+1725 The real numbers $a$ and $b$ satisfy $a - b = 1$ and $a^3 - b^3 = 1.$
(a) Find all possible values of $ab.$
(b) Find all possible values of $a + b.$
(c) Find all possible values of $a$ and $b.$
+394 A)
\({(a-b)}^{3}= {a}^{3}-3{a}^{2}b+3a{b}^{2}-{b}^{3} = 1\)
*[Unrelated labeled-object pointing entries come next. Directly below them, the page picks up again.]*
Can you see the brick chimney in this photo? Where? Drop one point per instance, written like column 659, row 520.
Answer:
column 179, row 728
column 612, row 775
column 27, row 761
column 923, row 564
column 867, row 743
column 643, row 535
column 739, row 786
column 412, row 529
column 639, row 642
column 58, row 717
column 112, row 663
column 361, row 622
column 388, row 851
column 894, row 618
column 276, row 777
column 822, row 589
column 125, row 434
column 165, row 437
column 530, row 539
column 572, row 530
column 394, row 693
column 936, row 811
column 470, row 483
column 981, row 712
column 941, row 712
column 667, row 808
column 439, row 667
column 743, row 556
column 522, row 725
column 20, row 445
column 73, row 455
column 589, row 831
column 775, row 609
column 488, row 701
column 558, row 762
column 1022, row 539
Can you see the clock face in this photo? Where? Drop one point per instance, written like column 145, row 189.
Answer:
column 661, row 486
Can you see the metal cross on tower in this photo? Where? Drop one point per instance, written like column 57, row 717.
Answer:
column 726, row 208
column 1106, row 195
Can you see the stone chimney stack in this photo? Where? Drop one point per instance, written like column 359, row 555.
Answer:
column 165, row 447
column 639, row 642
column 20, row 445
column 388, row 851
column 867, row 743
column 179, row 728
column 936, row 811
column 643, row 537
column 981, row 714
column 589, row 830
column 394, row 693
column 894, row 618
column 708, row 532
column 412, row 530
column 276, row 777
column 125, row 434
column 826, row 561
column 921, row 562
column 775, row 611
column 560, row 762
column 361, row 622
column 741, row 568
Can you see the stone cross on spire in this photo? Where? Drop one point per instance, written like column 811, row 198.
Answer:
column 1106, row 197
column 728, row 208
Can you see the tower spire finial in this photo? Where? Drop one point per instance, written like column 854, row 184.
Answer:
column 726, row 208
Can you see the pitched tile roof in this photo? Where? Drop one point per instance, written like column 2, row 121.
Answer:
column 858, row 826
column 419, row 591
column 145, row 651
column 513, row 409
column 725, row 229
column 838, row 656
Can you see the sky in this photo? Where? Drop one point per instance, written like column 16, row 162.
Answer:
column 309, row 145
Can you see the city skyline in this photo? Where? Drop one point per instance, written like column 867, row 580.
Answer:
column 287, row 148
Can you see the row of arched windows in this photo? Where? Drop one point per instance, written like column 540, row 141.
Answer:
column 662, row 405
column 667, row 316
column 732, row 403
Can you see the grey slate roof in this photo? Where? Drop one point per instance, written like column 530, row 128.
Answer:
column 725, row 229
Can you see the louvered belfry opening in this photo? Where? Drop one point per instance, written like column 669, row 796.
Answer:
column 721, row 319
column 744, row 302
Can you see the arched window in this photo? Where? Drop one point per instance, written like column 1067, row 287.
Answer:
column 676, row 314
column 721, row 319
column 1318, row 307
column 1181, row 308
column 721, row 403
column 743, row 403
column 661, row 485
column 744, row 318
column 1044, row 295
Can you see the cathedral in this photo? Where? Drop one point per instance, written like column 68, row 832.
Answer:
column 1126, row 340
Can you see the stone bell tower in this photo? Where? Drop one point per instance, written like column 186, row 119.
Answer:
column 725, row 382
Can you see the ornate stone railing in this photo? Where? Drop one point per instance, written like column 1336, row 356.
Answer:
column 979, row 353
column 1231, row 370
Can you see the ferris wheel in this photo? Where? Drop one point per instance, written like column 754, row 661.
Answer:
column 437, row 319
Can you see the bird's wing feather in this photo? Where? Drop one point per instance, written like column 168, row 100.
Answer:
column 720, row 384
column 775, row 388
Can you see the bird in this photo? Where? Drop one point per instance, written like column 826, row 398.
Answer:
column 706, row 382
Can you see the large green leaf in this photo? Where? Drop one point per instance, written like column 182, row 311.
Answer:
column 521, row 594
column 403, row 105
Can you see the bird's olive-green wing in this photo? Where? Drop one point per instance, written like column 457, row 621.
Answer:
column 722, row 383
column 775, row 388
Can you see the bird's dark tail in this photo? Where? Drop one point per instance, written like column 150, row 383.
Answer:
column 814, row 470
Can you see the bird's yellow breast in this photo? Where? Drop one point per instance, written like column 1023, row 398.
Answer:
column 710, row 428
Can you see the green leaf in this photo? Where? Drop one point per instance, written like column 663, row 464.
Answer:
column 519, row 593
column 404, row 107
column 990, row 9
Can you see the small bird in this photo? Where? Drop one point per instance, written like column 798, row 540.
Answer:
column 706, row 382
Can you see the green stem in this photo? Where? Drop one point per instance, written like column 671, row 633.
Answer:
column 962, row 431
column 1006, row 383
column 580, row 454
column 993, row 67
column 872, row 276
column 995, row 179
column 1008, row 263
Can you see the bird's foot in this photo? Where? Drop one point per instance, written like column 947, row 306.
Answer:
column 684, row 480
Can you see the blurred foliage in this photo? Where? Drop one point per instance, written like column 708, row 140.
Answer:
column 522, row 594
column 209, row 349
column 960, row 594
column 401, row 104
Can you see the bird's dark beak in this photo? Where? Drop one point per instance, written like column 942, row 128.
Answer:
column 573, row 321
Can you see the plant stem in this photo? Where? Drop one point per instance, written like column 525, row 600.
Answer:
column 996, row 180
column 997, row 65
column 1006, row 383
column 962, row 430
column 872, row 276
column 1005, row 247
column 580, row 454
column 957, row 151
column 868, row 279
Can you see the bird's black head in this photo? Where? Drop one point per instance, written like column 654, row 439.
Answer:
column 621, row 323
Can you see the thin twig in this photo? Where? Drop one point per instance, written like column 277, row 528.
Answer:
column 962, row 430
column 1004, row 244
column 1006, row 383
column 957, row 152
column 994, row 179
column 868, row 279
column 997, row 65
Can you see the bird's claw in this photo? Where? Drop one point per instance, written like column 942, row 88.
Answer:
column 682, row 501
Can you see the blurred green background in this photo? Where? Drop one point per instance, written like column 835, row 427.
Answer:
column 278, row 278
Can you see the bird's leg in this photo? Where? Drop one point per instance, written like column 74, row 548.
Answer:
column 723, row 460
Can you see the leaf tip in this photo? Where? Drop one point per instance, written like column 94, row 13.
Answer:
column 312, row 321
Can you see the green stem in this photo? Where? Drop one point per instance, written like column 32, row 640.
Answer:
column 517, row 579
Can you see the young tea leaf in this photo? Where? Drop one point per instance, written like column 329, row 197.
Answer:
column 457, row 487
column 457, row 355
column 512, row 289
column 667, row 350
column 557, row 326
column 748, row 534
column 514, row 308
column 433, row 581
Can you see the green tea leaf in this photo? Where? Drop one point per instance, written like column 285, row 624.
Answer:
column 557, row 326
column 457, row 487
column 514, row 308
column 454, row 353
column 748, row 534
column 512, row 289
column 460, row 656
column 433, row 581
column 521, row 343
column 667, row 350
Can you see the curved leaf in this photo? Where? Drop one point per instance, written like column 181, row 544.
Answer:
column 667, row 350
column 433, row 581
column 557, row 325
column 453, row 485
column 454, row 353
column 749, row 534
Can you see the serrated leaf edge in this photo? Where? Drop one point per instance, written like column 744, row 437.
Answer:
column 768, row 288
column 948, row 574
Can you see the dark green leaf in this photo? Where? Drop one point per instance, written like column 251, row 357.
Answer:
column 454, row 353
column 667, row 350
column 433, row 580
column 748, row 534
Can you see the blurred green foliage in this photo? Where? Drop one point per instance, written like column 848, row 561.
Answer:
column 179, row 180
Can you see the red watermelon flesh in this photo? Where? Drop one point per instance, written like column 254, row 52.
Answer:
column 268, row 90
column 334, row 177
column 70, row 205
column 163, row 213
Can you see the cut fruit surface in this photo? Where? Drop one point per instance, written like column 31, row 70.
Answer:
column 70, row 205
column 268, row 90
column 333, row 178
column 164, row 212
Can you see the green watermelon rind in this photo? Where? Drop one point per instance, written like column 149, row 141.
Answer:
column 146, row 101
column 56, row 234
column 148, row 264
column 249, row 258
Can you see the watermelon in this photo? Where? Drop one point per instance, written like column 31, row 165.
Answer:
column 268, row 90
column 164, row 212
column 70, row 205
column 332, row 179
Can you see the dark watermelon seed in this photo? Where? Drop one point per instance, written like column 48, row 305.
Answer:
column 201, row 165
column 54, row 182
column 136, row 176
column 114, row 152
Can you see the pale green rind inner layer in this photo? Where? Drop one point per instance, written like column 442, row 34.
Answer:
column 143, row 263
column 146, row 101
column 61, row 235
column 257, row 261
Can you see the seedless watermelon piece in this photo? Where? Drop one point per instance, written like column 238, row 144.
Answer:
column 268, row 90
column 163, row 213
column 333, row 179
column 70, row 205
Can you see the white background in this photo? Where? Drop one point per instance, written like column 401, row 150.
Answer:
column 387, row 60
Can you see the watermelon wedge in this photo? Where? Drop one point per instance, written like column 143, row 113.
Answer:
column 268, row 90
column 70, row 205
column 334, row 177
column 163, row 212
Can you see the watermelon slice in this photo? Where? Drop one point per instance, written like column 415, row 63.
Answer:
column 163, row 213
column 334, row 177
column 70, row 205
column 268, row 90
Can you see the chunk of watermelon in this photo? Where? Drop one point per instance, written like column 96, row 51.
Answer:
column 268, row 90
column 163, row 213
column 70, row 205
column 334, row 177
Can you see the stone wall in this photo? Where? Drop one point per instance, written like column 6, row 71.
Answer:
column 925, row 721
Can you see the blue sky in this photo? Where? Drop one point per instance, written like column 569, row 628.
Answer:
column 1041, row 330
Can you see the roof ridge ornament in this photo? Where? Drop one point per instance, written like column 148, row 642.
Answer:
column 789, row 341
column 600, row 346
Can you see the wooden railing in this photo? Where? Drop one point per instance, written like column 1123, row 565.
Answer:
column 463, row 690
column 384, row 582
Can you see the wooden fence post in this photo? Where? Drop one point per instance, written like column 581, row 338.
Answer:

\(1-3{a}^{2}b+3a{b}^{2}=1\)
\(3ab(b-a)=0\)
\(-3ab=0\)
\(ab=0\)
+394 B)
\({(a+b)}^2={(a-b)}^{2}+4ab\)
From previously, ab=0
\((a+b)^2={1}^{2}\)
\(a+b=\pm1\).
+394 C)
We know a-b = 1, and a+b = 1 or a+b = -1.
Consider two cases:
Case 1:
\(\begin{cases} a-b = 1\\ a+b=1 \end{cases}\)
\(2a = 2, a=1\)
\(\begin{cases} a=1 \\ b=0 \end{cases}\)
Case 2:
\(\begin{cases} a-b=1 \\ a+b = -1 \end{cases}\)
\(2a=0, a=0\)
\(\begin{cases} a=0 \\ b=-1 \end{cases}\)
Our two solutions are \(a, b = (1, 0)\) and \(a, b = (0, -1)\).